Öyle anlaşılıyor ki hem iş dunyası hem de özel yaşantımız, siyaset dünyasında olduğu gibi, karar alırken içine düşebileceğimiz onlarca TUZAKLA dolu.
Aşırı özgüven TUZAĞI bunlardan biri.
500 kişinin bulunduğu bir konferans salonunda katılımcılara “kendisini ortalamanın üzeri bir başarıda şöför olarak görenlerin ellerini görebilir miyim?” dediğimde’ salonun %90’ı el kaldırdı. Diger %10 da hiç araba kullanmayanlardı sanırım.
Kimse ortalamanın altında şöför değil yani : )
Ofiste yanınıza gelip sadece 1000 şirket çalışanının katıldığı bir piyango çekilişi için bilet sattığımı, biletin 5 TL olduğunu ve toplanan 5000 TL nin tamamının kazanan bilete verileceğini söylesem bu biletten bir tane alır mıydınız?
Peki..
Yanınıza gelsem sadece şirket çalışanlarının katılabildiği bu çekiliş için elimde sadece bir bilet kaldığını ve son bileti almak isteyip istemediğinizi sorsam bileti satın alma arzunuz artar mı ?

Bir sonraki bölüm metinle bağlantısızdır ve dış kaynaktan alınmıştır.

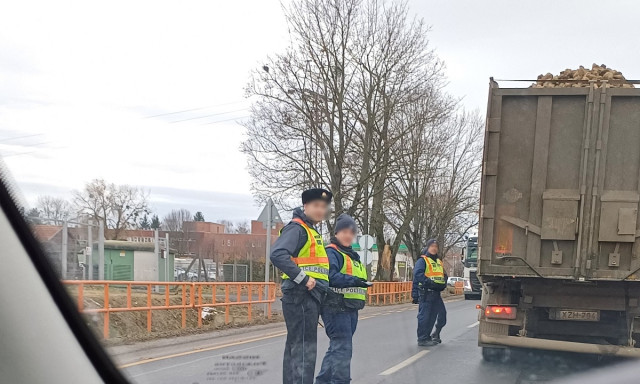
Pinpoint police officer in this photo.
[316,214,371,384]
[271,188,332,384]
[411,239,447,347]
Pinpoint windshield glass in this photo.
[0,0,640,384]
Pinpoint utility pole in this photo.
[98,220,104,280]
[60,220,69,280]
[264,198,273,317]
[164,232,171,282]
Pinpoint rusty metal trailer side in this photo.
[479,83,640,281]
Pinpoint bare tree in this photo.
[404,112,483,260]
[36,195,72,223]
[73,179,150,239]
[242,0,455,252]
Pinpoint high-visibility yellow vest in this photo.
[282,218,329,281]
[327,244,367,301]
[420,255,447,284]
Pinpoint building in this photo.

Peki, biletlerin 999 tanesini birden finans departmanından Ayşe Hanımın aldığını ve sonuncusunu almak isteyip istemediğinizi sorsam kararınız değişir mi ?
Neden ?
Kazanma olasılığınız aynı değil mi ?
Piyango problemini Daniel Gilbertin “Neden Kötü Kararlar Veririz” videosunda izlemenizi tavsiye ederim .
Rolf Dobelli, Hatasız düşunme sanatı kitabında 100 den fazla düşünme ve karar veme tuzağını anlatıyor.
Bu yazıda, (1) aşırı özgüvenin ülkelerine ve ya kurumlarına cok büyük faydalar saglayabilecek yöneticileri nasıl yıkıcı liderler haline getirebileceğinden ve (2) Daniel Gilbertin zihnimizin bize oynadığı oyunlar yüzünden içine düşebileceğimizkarar verme tuzaklarından bahsettik.
“Kritik düşünmek ve etkili karar vermek sayesinde yaşam kalitemizi arttırmak” ZihinTonik etkinliklerimizin yeni dönemdeki “tema”sı olacak gibi gözüküyor.